The west wood was dark and loud and John held her hand. They each had a torch. The Hall hadn’t given up her boy, but now each door was patterned with a white cross.
John walked a step ahead as they followed the path. Lilia’s throat was cracked from crying, ‘Deeeeee-taaaaaaaaaah! Deeeeeee-taaaaaah!’ She was quiet now; a few murmurs of ‘Deee, Deeee, Deeeee,’ was all she could manage as she walked: exhausted.
John led her through the wide, wet fronds of bracken. He switched off his torch: hers, too. ‘We’re better in the dark. Just follow me,’ he pulled back the fern, grasped bramble stalks with thumb and finger. Soon there was little scrub on the ground and John was pushing away the sweeping brush-tail branches of Douglas firs as he led her deeper into the forest itself.
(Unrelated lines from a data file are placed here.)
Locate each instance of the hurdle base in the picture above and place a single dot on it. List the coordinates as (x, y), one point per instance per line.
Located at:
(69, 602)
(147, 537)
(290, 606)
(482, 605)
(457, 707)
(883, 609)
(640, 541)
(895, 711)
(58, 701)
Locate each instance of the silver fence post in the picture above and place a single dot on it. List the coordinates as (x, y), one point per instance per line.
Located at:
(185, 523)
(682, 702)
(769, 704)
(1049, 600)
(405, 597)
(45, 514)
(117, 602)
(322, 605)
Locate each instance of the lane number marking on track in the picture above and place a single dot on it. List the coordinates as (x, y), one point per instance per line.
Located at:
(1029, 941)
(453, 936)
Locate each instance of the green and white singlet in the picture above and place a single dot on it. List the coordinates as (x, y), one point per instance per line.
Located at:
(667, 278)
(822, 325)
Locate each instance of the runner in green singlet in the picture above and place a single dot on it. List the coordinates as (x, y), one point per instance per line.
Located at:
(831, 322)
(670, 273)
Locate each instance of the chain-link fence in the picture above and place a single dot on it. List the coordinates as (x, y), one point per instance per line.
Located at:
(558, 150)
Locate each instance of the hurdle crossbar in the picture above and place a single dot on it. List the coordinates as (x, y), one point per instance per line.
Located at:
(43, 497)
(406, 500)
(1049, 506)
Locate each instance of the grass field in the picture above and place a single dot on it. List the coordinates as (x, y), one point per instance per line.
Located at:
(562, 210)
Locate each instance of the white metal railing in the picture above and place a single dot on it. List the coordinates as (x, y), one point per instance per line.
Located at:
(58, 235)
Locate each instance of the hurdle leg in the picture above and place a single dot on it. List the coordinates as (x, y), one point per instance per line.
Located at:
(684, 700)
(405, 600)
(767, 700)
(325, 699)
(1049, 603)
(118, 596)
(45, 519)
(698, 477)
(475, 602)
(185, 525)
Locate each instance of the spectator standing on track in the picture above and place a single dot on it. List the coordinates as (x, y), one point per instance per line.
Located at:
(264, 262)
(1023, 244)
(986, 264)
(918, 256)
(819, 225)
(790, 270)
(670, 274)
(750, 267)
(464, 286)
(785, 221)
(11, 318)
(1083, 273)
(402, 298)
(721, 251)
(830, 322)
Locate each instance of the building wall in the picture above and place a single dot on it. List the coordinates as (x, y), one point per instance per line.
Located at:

It was made up of darkness and echo in here, Lilia thought. The spongy ground made her footsteps nothing. All seemed dead to the eye as John’s grip grew firmer with each step. Damp and bog filled her nostrils, she cringed at the howling sound the fir trees made above, and she thought of those who had hidden in a forest, for years and years and years. She had read about them; men, women and children hiding in the thick trees, the dead trunks, the moss and the excrement; hiding from guns and from soldiers
and from war and from death.
John kept the pace up.
She suddenly covered her nose. ‘Oh God, John, the smell!’
A tawny owl shrieked.
There was a creaking noise, different from the creak of the branches in the wind. John switched on his torch and she saw them.
Foxes.
‘Ah,’ she cried and she covered her mouth, her sandals dug into the soft ground.
‘Only vermin,’ John said.
The foxes were hanging in a circle. Four were fresh, bright and red, but one had clearly been there for so long it was black bone.
John pulled her to him. In the folds of his jacket, his arms around her, she felt the wave come and Lilia gave in: she sobbed. She pressed her face into his chest and open-mouthed soundless sobs cut into her.
‘Lilia,’ he whispered.
When she raised her head she knew John was going to kiss her and she didn’t care. He lifted her chin, wiped her cheeks with his rough thumbs, and very gently, he kissed her on the lips: it was a child’s kiss, really. Lilia didn’t want a child’s kiss, and she fought against it by opening her mouth and pushing into him with her tongue. He pulled away but then he came back and he kissed her hard on the mouth. His stubble hurt, but not enough, Lilia wanted something to bring her back to life: anything. She had to breathe through her nose and the terrible smell of those foxes filled her as John kissed her with sucking swallows. Lilia pressed into him and he groaned, she guided his big paddle of a hand between her legs; she felt for him. His mouth pulled away again, he gasped, but then he buried himself in her neck, his other hand moving up her body, yanking her little dress decorated with strawberries or cherries away from her chest. Lilia felt her back rub against the bark of the fir tree as she held onto him, and helped him push into her.
She stared up at the trees, she saw nothing; she felt nothing. There was only blackness and the smell of the dead foxes and the sound of John’s breath, deep and sharp, as if he were running, running, running, as if it was all happening too soon. He whined. Poor John, she thought. She felt his hand pinch at her breast and she cried out, ‘Deeeeee-taaaahhhh!’